Adelia Myslov was born in 1989 in St Petersburg, Russia, soon moving to England with her family, where she attended the Yehudi Menuhin School and Purcell School of Music, studying violin with Natasha Boyarsky and Felix Andrievsky. She completed her Bachelor of Music at the Royal College of Music, and graduated with a Distinction in Masters of Performance from the RCM with Itzhak Rashkovsky (violin) and Adrian Butterfield (baroque violin). During her studies she received an Orpheus scholarship and was awarded an RCM Marjorie and Dorothy Whyte Memorial Fund upon graduating.

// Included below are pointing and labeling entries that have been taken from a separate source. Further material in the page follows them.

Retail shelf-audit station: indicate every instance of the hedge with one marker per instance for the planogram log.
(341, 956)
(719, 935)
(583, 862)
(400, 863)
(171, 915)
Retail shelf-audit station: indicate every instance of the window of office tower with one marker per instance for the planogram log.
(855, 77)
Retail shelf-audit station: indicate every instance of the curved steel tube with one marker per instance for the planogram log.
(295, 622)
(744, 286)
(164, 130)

She was sponsored throughout her school and college years by the London J & A Beares firm who lent her very fine violins on which to play; she now plays on an Italian violin by Lorenzo Storioni, kindly lent anonymously through Beare’s International Violin Society.

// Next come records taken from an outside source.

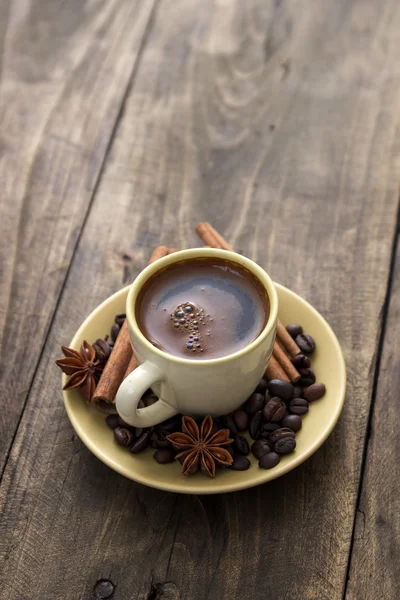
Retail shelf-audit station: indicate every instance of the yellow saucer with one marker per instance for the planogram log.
(329, 366)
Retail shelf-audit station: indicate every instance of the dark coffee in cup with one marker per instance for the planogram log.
(204, 308)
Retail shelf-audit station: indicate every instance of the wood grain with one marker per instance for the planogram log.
(374, 562)
(65, 67)
(279, 126)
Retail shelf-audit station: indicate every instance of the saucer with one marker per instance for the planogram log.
(327, 361)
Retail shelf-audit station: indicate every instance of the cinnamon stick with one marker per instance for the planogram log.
(121, 358)
(115, 368)
(286, 341)
(285, 363)
(211, 237)
(274, 370)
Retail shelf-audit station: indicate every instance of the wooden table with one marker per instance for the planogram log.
(122, 124)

Adelia has given solo performances in the Queen Elizabeth Hall, Wigmore Hall, Royal Festival Hall, Fairfield Halls and 10 Downing Street, and has toured France, Spain, Italy and Germany. She won the first prize in North London’s International Solo Bach Competition (2009), first prize in the string section of Tunbridge Wells International Competition, and the prize for ‘Best interpretation of a Hungarian piece’ in the Carl Flesch competition in Hungary. She is the recipient of numerous awards and scholarships including the Manoug Parikian award at the age of fourteen, Philharmonia MMSF awards and the Countess of Munster scholarship twice in 2011 and 2012. Adelia has played concertos by Elgar, Prokofiev, Mendelssohn, Bruch and Vivaldi with orchestras across England, and has participated in masterclasses with legendary violinists Ida Haendal, Yehudi Menuhin, Edward Grach and Pinchas Zuckerman. Adelia was one of the six Selected Artists in Making Music’s 2013-2014 scheme, and entered the Countess of Munster Recital Scheme.

Recent engagements include recitals at Kimbolton Castle and Saffron Walden; her acclaimed recital series ‘Mortal Man; Immortal Dreams’ with pianist Craig White; Elgar violin concerto with the Petersfield Orchestra, and Brahms concerto with the Richmondshire Orchestra. Future engagements include St Martin in the Fields London and the Menuhin Hall.